Why Is SEZL Not Exciting?
- Negative return on equity shows that some of its growth strategies have backfired
Sezzle is trading at $56.53 per share, or 13.6x forward P/E. Check out our free in-depth research report to learn more about why SEZL doesn’t pass our bar.
Two Stocks to Buy:
Coinbase (COIN)
Consensus Price Target: $385.27 (26.3% implied return)
Widely regarded as the face of crypto, Coinbase (NASDAQ: COIN) is a blockchain infrastructure company updating the financial system with its trading, staking, stablecoin, and other payment solutions.
Why Will COIN Beat the Market?
- Monthly Transacting Users have grown by 11.7% annually, allowing for more profitable cross-selling opportunities if it can build complementary products and features
- Platform’s growing usage and its ability to increase user spending by 55% annually showcases its high switching costs
- Earnings per share grew by 132% annually over the last two years, massively outpacing its peers
At $305.01 per share, Coinbase trades at 25.7x forward EV/EBITDA. Is now a good time to buy? See for yourself in our in-depth research report, it’s free for active Edge members.
Blackstone (BX)
Consensus Price Target: $180.33 (24.4% implied return)
With over $1 trillion in assets under management and investments spanning real estate, private equity, credit, and hedge funds, Blackstone (NYSE: BX) is a global alternative asset manager that invests capital on behalf of pension funds, sovereign wealth funds, and other institutional investors.

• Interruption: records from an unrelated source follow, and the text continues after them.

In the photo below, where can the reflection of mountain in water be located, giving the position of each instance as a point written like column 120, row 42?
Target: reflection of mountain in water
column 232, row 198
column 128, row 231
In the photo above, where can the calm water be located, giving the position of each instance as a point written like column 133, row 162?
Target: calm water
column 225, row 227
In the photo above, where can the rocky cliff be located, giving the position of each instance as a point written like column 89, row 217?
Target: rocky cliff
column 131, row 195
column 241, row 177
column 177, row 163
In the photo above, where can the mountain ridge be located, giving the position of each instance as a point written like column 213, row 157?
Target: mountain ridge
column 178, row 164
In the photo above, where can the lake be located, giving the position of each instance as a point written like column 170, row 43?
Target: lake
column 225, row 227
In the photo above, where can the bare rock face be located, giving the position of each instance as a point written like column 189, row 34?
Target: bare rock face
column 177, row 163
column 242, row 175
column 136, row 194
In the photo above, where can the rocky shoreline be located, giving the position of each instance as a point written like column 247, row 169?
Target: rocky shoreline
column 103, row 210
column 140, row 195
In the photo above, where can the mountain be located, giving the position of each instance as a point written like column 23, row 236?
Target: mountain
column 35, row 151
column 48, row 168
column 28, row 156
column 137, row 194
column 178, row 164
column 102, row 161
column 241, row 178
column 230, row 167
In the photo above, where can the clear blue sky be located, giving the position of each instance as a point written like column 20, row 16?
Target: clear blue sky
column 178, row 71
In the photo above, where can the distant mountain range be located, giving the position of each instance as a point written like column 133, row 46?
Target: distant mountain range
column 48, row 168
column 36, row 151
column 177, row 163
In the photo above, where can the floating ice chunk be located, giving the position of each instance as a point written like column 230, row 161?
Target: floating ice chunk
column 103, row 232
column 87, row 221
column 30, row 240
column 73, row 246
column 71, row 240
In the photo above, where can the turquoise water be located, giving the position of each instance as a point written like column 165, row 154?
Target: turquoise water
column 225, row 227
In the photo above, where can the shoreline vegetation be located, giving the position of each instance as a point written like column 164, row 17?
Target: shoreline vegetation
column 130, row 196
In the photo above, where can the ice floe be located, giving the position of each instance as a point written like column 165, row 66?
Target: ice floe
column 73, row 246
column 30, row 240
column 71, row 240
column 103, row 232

Why Is BX a Good Business?
- Annual revenue growth of 19.2% over the last five years was superb and indicates its market share increased during this cycle
- Fee-related earnings improved by 22.7% annually over the last five years as it eliminated redundant costs
- Earnings growth has comfortably beaten the peer group average over the last five years as its EPS has compounded at 19.7% annually
Blackstone’s stock price of $144.99 implies a valuation ratio of 23.5x forward P/E. Is now the time to initiate a position? Find out in our full research report, it’s free for active Edge members.
High-Quality Stocks for All Market Conditions
Fresh US-China trade tensions just tanked stocks—but strong bank earnings are fueling a sharp rebound. Don’t miss the bounce.
Don’t let fear keep you from great opportunities and take a look at Top 5 Growth Stocks for this month. This is a curated list of our High Quality stocks that have generated a market-beating return of 183% over the last five years (as of March 31st 2025).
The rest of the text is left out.